Create a cluster of co-workers' Windows 7 PCs for parallel processing in R?

Thomas Browne picture Thomas Browne · Feb 23, 2013 · Viewed 21.1k times · Source

I am running the termstrc yield curve analysis package in R across 10 years of daily bond price data for 5 different countries. This is highly compute intensive, it takes 3200 seconds per country on a standard lapply, and if I use foreach and %dopar% (with doSNOW) on my 2009 i7 mac, using all 4 cores (8 with hyperthreading) I get this down to 850 seconds. I need to re-run this analysis every time I add a country (to compute inter-country spreads), and I have 19 countries to go, with many more credit yield curves to come in the future. The time taken is starting to look like a major issue. By the way, the termstrc analysis function in question is accessed in R but is written in C.

Now, we're a small company of 12 people (read limited budget), all equipped with 8GB ram, i7 PCs, of which at least half are used for mundane word processing / email / browsing style tasks, that is, using 5% maximum of their performance. They are all networked using gigabit (but not 10-gigabit) ethernet.

Could I cluster some of these underused PCs using MPI and run my R analysis across them? Would the network be affected? Each iteration of the yield curve analysis function takes about 1.2 seconds so I'm assuming that if the granularity of parallel processing is to pass a whole function iteration to each cluster node, 1.2 seconds should be quite large compared with the gigabit ethernet lag?

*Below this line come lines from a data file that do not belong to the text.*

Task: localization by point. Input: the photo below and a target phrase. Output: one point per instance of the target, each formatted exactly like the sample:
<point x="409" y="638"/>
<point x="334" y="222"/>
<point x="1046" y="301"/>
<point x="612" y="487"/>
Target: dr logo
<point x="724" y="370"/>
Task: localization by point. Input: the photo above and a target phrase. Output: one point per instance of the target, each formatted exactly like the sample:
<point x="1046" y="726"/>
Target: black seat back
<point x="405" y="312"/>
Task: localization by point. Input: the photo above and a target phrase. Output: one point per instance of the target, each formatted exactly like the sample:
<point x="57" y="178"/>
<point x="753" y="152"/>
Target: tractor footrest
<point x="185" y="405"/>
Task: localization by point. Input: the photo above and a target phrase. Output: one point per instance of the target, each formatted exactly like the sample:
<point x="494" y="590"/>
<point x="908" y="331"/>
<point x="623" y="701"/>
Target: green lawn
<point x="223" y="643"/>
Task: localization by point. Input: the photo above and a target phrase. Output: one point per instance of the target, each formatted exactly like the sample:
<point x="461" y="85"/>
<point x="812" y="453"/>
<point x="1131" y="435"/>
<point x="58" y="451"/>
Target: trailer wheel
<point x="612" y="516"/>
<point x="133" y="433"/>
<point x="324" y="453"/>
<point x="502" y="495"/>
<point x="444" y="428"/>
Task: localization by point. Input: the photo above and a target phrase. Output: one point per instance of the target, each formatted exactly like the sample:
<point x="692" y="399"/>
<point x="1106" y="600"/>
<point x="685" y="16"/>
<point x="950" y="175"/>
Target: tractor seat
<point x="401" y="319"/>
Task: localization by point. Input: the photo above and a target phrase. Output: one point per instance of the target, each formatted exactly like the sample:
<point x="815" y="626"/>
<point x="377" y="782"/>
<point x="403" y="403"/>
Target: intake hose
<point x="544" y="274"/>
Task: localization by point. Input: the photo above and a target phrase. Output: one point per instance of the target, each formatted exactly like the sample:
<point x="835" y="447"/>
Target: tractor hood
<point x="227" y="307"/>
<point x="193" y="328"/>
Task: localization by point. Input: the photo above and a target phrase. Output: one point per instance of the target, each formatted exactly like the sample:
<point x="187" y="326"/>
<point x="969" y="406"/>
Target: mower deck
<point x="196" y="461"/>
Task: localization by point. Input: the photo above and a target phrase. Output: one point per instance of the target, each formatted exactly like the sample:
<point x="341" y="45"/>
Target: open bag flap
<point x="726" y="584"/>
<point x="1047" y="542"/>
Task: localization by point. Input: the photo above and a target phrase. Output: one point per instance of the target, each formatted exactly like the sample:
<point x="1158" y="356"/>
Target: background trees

Can this be done? How? And what would the impact be on my co-workers. Can they continue to read their emails while I'm taxing their machines?

I note that Open MPI seems not to support Windows anymore, while MPICH seems to. Which would you use, if any?

Perhaps run an Ubuntu virtual machine on each PC?

Answer

Dirk Eddelbuettel picture Dirk Eddelbuettel · Feb 23, 2013

Yes you can. There are a number of ways. One of the easiest is to use redis as a backend (as easy as calling sudo apt-get install redis-server on an Ubuntu machine; rumor has that you could have a redis backend on a windows machine too).

By using the doRedis package, you can very easily en-queue jobs on a task queue in redis, and then use one, two, ... idle workers to query the queue. Best of all, you can easily mix operating systems so yes, your co-workers' windows machines qualify. Moreover, you can use one, two, three, ... clients as you see fit and need and scale up or down. The queue does not know or care, it simply supplies jobs.

Bost of all, the vignette in the doRedis has working examples of a mix of Linux and Windows clients to make a bootstrapping example go faster.